Le sommet du G7, qui débute ce vendredi à La Malbaie (Québec), s’annonce tendu. Donald Trump, arrivé au Canada ce vendredi pour rencontrer les autres membres du G7, ne participera même pas à la traditionnelle photo de famille.

La Maison Blanche a en effet affirmé que le président américain allait quitter le sommet dès samedi midi, c’est-à-dire avant les discussions sur le climat et la traditionnelle photo qui clôture le sommet.

« Levez vos taxes et barrières ou nous allons faire mieux que vous ! »
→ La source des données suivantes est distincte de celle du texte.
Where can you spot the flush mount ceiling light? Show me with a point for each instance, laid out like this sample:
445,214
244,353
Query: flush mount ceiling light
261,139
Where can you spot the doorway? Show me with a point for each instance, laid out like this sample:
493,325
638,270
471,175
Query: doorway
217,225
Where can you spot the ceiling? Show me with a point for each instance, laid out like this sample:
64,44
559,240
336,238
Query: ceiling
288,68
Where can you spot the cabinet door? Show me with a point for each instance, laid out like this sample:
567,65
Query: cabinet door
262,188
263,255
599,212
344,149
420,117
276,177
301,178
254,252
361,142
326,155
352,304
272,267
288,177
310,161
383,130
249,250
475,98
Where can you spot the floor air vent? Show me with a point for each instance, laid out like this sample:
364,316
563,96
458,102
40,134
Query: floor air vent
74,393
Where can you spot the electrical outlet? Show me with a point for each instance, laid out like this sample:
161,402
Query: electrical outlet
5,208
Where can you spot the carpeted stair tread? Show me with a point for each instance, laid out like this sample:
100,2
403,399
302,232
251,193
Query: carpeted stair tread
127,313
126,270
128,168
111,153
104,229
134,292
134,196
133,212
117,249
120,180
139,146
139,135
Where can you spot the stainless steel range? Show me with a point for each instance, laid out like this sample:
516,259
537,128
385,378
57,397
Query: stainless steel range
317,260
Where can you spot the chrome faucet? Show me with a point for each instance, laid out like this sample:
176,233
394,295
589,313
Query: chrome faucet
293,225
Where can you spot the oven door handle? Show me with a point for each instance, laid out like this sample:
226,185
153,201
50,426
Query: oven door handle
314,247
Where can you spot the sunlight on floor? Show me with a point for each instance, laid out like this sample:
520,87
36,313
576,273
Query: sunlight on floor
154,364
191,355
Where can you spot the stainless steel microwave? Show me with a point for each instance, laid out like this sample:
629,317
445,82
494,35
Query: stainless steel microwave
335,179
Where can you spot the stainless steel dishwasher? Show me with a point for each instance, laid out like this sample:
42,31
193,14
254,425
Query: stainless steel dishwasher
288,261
L’atmosphère s’est envenimée avant même le début du sommet. Aux critiques de moins en moins voilées de Justin Trudeau et Emmanuel Macron, au Canada depuis mercredi, Donald Trump a répliqué de tweets lapidaires jeudi soir. « Merci de dire au Premier ministre Trudeau et au président Macron qu’ils imposent aux Etats-Unis des taxes massives et créent des barrières non-tarifaires », a-t-il écrit, ajoutant : « Hâte de les voir demain ».

Et il a brocardé un Justin Trudeau « indigné », rappelant les « près de 300 % » de taxes imposés par le Canada sur le lait.

S’en prenant dans un autre tweet à l’Union européenne et au Canada, il a martelé : « Levez vos taxes et barrières ou nous allons faire mieux que vous ! ».

Une réunion « à quatre » juste avant le début du sommet

L’accueil sera donc très tendu. Les quatre Européens, Emmanuel Macron, Angela Merkel, Theresa May et Giuseppe Conte ont décidé de se réunir juste avant le début du sommet, afin d’afficher leur impatience face aux menaces de guerre commerciale du président américain.

Justin Trudeau n’a pas apprécié que Washington invoque la « sécurité nationale » pour frapper l’acier et l’aluminium canadiens, et l’a fait savoir. « J’ai été poli, j’ai été respectueux, mais on a aussi été toujours très, très ferme sur les intérêts de notre pays, de nos citoyens et sur nos valeurs », a déclaré le Premier ministre canadien. Même ton chez le chef d’Etat français, qui a multiplié les tweets contre « la loi du plus fort » et toute « hégémonie ».